Question: “My father (data linked) just changed his PCP, help prepare a medical history and conditions document that he could bring for his first visit with the new PCP, and potential questions he should discuss with the PCP.”
This one demonstrates multi-user data sharing: the asking user has read access to a relative’s full record via a th_share_relationship row (see API Reference). The agent reads the linked record, produces a print-ready summary doc, and adds a “questions to raise” list tailored to the gaps it notices in the relative’s history.

Open the conversation

Visit-prep doc + question list for a linked relative.

Deep Research for Personal Health

Connect your personal data to public knowledge (search, MCP tools, the open web) for deep-research reports — same depth as the agentic research products you’ve seen, but anchored to your data instead of generic guidance.

Blood Glucose Analysis

Question: “Help me analyze across different data sources — find out things that help my blood glucose and things that hurt it. Use charts and tables to visualize the findings.”
The agent pivots glucose-series data against food logs, exercise events, sleep duration, and stress markers. Output includes per-factor charts and a ranked “what to keep / what to fix” list.

Open the conversation

Drivers of blood glucose, helpful vs harmful.

Symptoms and Feelings Drivers

Question: “Look at my data and analyze the main drivers of my anxiety / stress.

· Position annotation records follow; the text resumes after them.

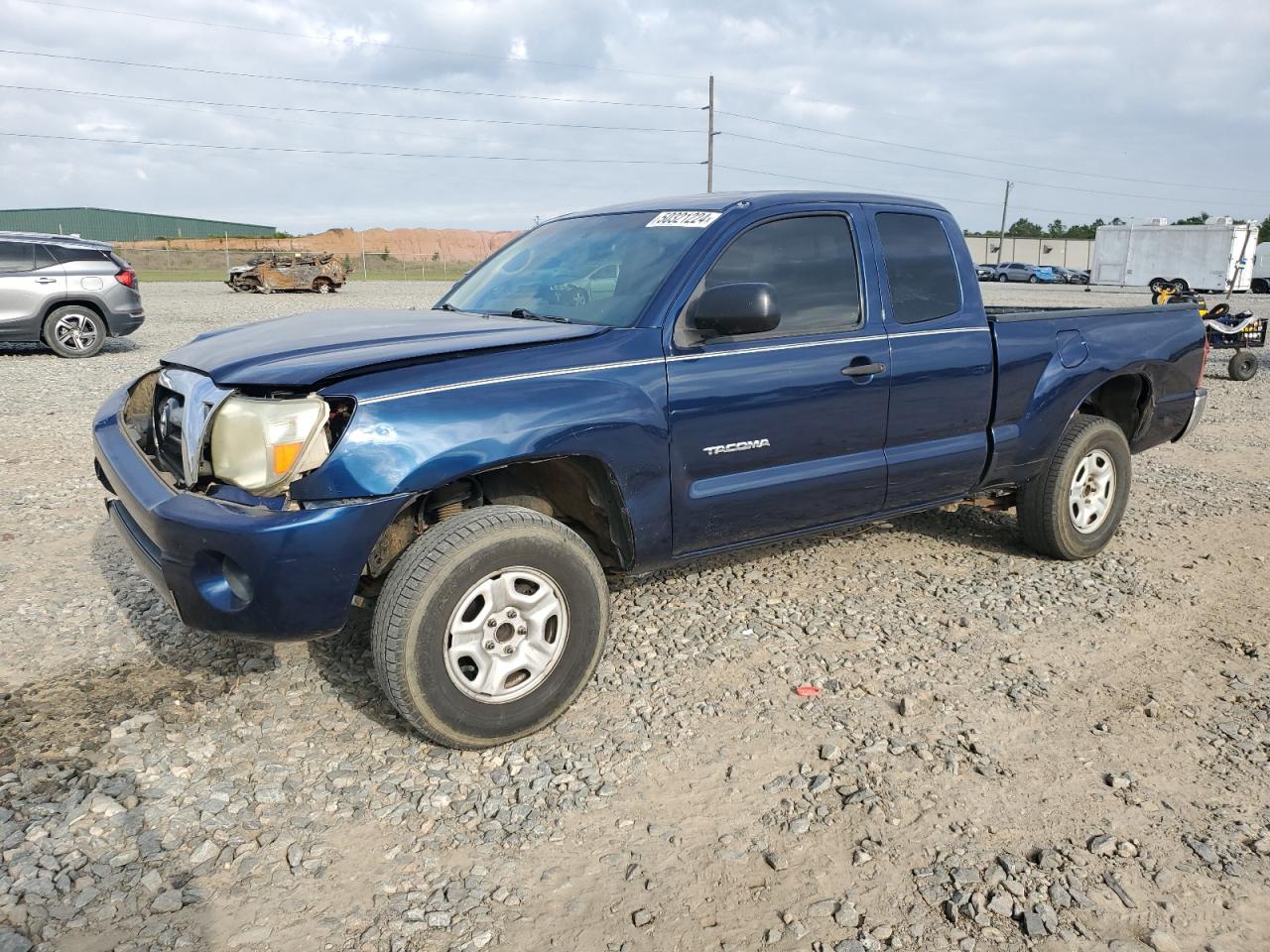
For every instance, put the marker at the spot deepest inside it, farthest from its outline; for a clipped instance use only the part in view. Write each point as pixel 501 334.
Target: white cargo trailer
pixel 1201 257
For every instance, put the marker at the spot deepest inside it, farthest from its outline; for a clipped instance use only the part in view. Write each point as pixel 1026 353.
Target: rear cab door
pixel 942 356
pixel 30 281
pixel 769 435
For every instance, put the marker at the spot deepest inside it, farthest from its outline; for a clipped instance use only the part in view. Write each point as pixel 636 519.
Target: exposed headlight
pixel 263 444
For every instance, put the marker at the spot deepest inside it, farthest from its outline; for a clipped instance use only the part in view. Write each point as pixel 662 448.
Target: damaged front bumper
pixel 231 567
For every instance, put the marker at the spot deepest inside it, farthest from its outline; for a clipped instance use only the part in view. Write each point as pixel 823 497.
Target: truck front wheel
pixel 1072 509
pixel 489 626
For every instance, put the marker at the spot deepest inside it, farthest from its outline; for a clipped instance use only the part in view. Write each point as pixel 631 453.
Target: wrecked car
pixel 295 271
pixel 765 366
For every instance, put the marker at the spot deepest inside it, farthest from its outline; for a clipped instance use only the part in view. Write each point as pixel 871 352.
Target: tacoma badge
pixel 737 447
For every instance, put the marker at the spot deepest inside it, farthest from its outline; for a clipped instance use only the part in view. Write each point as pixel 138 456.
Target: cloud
pixel 1076 85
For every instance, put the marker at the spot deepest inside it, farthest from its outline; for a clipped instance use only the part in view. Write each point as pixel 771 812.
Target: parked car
pixel 1067 276
pixel 476 471
pixel 296 271
pixel 1032 273
pixel 64 293
pixel 598 284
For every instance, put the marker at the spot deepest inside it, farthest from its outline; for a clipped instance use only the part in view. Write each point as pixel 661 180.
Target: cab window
pixel 920 267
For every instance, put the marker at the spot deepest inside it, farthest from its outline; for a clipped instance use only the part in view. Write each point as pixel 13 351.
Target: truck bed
pixel 1000 313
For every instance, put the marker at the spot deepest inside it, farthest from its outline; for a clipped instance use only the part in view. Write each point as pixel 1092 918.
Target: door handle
pixel 862 370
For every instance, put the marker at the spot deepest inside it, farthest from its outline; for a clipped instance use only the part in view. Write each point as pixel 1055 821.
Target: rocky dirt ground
pixel 1006 753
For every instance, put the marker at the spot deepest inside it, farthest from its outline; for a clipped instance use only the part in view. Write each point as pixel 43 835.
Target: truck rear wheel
pixel 73 331
pixel 1072 509
pixel 489 626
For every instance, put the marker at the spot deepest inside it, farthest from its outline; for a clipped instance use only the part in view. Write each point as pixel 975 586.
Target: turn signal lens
pixel 262 444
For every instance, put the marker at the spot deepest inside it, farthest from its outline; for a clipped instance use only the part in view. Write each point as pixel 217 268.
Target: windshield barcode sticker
pixel 683 220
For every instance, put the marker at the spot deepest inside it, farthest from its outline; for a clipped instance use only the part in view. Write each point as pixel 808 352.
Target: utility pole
pixel 1005 204
pixel 710 140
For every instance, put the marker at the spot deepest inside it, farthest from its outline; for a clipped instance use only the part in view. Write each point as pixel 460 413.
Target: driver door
pixel 775 433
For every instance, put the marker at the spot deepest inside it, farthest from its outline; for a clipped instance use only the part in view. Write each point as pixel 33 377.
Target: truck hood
pixel 308 349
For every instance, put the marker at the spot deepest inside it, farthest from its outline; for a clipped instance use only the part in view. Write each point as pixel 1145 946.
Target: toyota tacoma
pixel 761 366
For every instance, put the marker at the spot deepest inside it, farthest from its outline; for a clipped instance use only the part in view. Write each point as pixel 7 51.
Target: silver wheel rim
pixel 75 331
pixel 1092 492
pixel 506 635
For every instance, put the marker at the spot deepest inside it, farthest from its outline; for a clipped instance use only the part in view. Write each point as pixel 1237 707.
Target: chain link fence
pixel 168 261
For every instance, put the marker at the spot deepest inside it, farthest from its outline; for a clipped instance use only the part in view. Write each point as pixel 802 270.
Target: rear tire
pixel 1060 511
pixel 75 331
pixel 457 579
pixel 1243 366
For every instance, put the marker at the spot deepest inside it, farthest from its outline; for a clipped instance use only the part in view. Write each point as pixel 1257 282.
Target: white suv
pixel 67 293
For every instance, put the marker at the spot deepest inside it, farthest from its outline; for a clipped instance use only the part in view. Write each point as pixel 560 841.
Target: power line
pixel 341 112
pixel 956 172
pixel 291 150
pixel 356 41
pixel 982 158
pixel 348 82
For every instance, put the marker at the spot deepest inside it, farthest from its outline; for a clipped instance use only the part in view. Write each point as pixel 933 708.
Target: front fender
pixel 612 413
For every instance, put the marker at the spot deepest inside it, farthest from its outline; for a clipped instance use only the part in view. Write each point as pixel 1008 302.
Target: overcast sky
pixel 1165 105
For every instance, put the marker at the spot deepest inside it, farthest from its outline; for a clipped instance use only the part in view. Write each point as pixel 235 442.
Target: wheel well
pixel 579 492
pixel 1124 400
pixel 73 302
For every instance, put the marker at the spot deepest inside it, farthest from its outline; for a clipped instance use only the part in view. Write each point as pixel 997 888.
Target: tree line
pixel 1025 227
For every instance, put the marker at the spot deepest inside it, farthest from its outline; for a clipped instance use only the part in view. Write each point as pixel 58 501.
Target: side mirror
pixel 731 309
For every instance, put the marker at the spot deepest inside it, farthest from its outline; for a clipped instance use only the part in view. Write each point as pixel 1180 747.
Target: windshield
pixel 599 270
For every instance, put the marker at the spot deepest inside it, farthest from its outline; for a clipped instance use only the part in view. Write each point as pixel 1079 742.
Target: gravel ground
pixel 1006 753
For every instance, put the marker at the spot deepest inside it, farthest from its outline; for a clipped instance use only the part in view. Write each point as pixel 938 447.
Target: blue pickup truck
pixel 751 367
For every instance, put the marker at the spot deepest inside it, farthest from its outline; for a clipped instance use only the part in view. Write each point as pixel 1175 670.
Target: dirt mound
pixel 403 244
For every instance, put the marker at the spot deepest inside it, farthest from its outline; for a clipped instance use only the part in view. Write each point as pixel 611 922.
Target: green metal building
pixel 112 225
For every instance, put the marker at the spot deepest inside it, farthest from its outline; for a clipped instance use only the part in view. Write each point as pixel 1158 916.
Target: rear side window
pixel 17 257
pixel 812 264
pixel 920 267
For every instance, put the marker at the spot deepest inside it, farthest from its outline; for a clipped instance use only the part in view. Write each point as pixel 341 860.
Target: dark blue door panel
pixel 940 402
pixel 811 440
pixel 942 372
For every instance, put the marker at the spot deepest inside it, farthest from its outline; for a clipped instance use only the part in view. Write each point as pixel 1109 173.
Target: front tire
pixel 489 626
pixel 1072 509
pixel 75 331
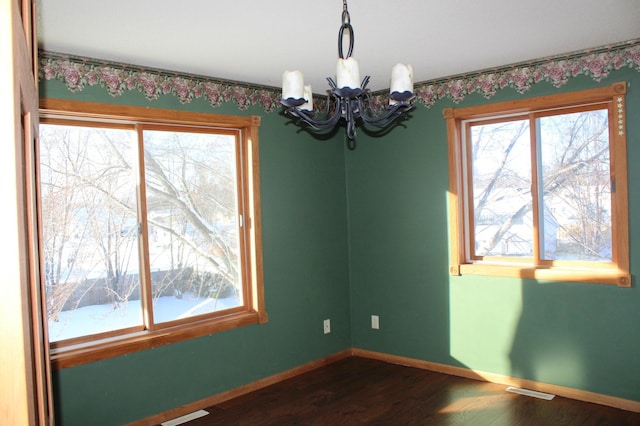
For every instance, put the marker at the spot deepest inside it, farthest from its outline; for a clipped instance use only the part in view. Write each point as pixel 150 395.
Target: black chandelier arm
pixel 307 117
pixel 390 115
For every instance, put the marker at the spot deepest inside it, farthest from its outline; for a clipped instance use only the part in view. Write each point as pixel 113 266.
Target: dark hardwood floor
pixel 359 391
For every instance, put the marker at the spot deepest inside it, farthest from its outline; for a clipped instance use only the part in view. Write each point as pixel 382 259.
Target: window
pixel 150 227
pixel 538 188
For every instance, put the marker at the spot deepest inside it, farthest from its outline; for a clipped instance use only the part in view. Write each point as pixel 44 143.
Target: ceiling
pixel 255 41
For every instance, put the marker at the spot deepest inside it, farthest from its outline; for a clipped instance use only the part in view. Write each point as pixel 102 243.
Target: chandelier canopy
pixel 348 98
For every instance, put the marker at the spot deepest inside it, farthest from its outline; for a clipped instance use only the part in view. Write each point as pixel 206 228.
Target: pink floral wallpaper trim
pixel 78 72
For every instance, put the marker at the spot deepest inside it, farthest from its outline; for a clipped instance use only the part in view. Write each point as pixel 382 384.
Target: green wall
pixel 348 234
pixel 305 274
pixel 583 336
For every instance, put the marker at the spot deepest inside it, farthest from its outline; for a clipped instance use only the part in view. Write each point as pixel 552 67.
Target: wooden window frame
pixel 93 348
pixel 462 263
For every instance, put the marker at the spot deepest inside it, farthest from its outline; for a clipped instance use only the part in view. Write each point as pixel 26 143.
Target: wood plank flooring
pixel 360 391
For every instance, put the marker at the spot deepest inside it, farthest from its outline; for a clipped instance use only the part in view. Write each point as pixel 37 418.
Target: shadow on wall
pixel 578 335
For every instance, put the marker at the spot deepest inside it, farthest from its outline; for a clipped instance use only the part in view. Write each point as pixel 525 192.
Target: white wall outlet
pixel 327 326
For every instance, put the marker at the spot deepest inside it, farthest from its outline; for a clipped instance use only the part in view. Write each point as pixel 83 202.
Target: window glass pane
pixel 501 185
pixel 89 229
pixel 192 215
pixel 575 181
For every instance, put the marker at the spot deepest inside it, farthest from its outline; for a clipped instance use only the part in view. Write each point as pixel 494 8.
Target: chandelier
pixel 348 99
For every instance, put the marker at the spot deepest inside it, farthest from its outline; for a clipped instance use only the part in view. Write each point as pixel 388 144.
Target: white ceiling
pixel 256 40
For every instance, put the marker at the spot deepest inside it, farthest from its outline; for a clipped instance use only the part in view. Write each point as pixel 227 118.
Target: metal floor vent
pixel 187 417
pixel 529 392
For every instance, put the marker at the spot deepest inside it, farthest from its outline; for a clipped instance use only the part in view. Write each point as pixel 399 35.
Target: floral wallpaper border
pixel 79 72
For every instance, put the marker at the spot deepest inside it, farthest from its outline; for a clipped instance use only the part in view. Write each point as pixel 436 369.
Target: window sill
pixel 74 355
pixel 584 275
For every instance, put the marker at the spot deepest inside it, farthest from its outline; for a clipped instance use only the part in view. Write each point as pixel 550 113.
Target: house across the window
pixel 150 227
pixel 538 188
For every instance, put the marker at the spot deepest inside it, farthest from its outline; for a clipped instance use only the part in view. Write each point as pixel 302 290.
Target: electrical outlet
pixel 327 326
pixel 375 322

Visualize with charts if helpful.”
Anxiety persona. The agent correlates self-reported mood entries with sleep quality, HRV, exercise patterns, and ambient stressors logged in journal entries — then surfaces the top three explanatory factors.

Open the conversation

Main drivers behind symptoms and mood.

Diabetes Treatment Options

Question: “Use Theta tools to find out if there are any new methods (new medications, treatments, devices, lifestyle changes, etc.) that could help with my diabetes. I prefer options specifically suited to my situation.”
The agent doesn’t just google “diabetes options” — it grounds the research in the user’s profile (current meds, contraindications, recent lab values, comorbidities) and only surfaces options that match. Sources are cited inline.

Open the conversation

Personalized diabetes treatment options research.
Behind every showcase above is the DeepAgent runtime — single-model, tool-orchestrating, file-aware. The reason that one agent type carries all eight is that personal-health questions almost always require: read profile → search indicator dictionary → fetch the relevant time series → optionally pull files / events / medications → write a synthesis. That’s DeepAgent’s home territory. For cost-sensitive deployments the same workflows run under MixAgent with a cheaper responder phase.

Developer Applications

For developers, Mirobody is the data + AI backend you don’t have to write. Focus on the unique parts of your product; let Mirobody handle ingestion, normalization, agent runtime, MCP, and storage.

Wearable Manufacturers

Integrate your device once and instantly offer AI chat over device data.

Research Applications

Drop custom tools into tools/ and SKILL.md playbooks into skills/ to deploy subject-facing research apps without rebuilding the backend.

Consumer Health Apps

Build consumer apps on a complete data + AI engine.

Enterprise

Custom integrations and enterprise support — talk to us.

Beyond Health

The same Mirobody architecture works for any “personal data × AI” vertical:

Finance Analyzer

Connect bank accounts, brokerage data, and tax records via custom providers; ask the agent about your portfolio.

Legal Assistant

Drop case files into files/, write a SKILL.md for your jurisdiction, and let the agent draft and cite.

DevOps Copilot

Pipe in metrics, logs, and configs; use sandbox code execution for postmortems and remediation plans.
Swap the files in tools/ and skills/ — same engine, new vertical.